What should I do if my child has bunions?
Parents who suspect their child of having bunions should seek consultation and a thorough assessment to determine the severity and cause of the deformity. Our podiatrists typically recommend early correction and prevention, rather than treatment later in life after the deformity is already permanent and symptomatic. Intervention at a younger age reduces the risk of the child having difficulties for the rest of his/her life.
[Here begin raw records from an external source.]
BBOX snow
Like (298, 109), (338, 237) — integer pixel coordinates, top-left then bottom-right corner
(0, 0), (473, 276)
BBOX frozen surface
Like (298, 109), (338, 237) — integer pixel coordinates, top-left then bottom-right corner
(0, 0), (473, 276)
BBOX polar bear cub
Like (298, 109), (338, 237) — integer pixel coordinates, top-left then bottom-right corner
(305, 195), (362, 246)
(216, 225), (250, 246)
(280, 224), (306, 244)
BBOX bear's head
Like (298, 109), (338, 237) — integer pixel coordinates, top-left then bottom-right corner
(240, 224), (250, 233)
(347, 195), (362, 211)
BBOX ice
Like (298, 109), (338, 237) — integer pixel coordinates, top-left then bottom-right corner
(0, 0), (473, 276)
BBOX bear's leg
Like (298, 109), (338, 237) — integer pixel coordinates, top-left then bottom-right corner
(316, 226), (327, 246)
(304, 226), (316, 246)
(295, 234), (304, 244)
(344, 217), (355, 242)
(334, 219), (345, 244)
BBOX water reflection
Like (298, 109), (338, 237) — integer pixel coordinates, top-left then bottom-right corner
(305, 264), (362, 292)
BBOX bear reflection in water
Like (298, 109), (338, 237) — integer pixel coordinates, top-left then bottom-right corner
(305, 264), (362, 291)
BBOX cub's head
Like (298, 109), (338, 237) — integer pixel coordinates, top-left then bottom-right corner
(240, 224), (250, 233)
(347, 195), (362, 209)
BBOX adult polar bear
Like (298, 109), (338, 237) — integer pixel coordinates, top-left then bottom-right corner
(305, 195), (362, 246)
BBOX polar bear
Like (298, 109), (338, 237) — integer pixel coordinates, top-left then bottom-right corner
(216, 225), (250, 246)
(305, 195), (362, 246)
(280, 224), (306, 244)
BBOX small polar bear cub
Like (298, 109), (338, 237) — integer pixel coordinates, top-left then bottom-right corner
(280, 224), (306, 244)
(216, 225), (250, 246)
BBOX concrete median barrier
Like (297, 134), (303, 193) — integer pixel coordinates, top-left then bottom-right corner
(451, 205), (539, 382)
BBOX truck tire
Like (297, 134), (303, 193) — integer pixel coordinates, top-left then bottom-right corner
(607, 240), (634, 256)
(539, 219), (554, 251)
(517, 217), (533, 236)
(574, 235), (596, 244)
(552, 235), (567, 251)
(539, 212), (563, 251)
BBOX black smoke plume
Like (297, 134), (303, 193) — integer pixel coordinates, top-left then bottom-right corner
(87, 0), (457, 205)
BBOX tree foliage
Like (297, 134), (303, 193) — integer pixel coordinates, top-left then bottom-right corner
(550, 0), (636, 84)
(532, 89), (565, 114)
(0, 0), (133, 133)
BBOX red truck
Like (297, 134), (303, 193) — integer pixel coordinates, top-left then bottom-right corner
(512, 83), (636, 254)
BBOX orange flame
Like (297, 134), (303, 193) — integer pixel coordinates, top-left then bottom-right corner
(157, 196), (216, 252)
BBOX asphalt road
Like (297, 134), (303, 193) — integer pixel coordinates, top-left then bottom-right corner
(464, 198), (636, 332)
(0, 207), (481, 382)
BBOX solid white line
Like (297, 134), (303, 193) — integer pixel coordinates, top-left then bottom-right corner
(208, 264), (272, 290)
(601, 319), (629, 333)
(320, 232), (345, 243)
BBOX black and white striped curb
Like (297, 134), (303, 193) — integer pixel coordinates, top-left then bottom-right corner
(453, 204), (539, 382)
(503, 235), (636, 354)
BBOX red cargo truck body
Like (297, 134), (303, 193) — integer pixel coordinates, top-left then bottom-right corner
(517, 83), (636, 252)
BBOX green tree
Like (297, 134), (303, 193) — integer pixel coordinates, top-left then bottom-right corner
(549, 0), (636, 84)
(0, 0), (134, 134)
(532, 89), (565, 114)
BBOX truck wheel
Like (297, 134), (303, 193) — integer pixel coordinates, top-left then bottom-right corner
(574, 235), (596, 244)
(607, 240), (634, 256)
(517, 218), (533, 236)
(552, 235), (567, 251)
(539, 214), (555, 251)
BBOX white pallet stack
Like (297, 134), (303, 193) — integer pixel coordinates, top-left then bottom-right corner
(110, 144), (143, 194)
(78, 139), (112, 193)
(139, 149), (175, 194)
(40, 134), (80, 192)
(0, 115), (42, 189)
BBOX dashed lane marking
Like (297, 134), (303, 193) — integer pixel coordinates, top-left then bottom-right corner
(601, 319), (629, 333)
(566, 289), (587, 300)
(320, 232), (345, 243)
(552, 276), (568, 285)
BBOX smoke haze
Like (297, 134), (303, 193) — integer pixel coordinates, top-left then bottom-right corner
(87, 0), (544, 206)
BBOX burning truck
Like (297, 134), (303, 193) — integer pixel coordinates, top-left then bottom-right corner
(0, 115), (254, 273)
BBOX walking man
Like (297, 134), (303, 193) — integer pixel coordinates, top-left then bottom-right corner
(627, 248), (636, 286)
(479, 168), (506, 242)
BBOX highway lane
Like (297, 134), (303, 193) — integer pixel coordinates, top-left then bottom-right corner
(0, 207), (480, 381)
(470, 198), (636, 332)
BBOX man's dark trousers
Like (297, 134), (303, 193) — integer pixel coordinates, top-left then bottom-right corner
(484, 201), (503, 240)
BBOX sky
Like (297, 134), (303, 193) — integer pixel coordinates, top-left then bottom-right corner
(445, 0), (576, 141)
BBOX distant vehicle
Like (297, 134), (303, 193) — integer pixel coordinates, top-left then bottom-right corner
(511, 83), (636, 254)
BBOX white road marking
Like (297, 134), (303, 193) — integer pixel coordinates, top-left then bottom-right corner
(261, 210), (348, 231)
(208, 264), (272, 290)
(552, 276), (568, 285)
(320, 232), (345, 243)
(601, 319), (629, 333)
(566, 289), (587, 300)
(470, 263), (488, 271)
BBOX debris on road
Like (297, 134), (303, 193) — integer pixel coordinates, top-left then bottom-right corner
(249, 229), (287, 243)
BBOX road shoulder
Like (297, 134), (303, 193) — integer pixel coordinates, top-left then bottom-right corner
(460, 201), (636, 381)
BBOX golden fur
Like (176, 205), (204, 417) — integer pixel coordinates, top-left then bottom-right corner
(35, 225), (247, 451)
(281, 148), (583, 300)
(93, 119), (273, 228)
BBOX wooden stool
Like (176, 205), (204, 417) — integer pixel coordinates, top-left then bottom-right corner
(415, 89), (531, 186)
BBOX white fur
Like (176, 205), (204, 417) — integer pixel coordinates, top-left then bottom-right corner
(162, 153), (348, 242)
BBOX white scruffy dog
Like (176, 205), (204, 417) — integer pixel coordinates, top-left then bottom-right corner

Treatment depends on the severity of deformity but can include:
- Footwear meeting specific criteria
- Customised orthotic inserts to redistribute weightbearing forces through the feet
- Ankle-foot orthotics (AFO) to reduce lower limb mal-alignment and rotational deformities
- Night splints
- Specific foot exercises and stretches
- Therapy for symptomatic relief
- X-ray, MRI or diagnostic ultrasound for further evaluation
A common solution in Singapore for bunions is foot surgery. However, in children the approach must be different because a child is not simply a small-sized adult. As children are still growing, surgery should be avoided as this can disrupt their growth plates. If surgery is unavoidable due to persistent and significant pain, rigid deformity or impairment of daily activities, then it should only be performed after the growth plates are closed and stable. This would normally be around the age of 12-14.
To prevent relapse and to preserve the foot in its optimal post-surgical alignment, podiatrists recommend the use of customised foot orthotics. Surgery for non-painful bunions, solely to change the appearance of the foot, is not recommended for children.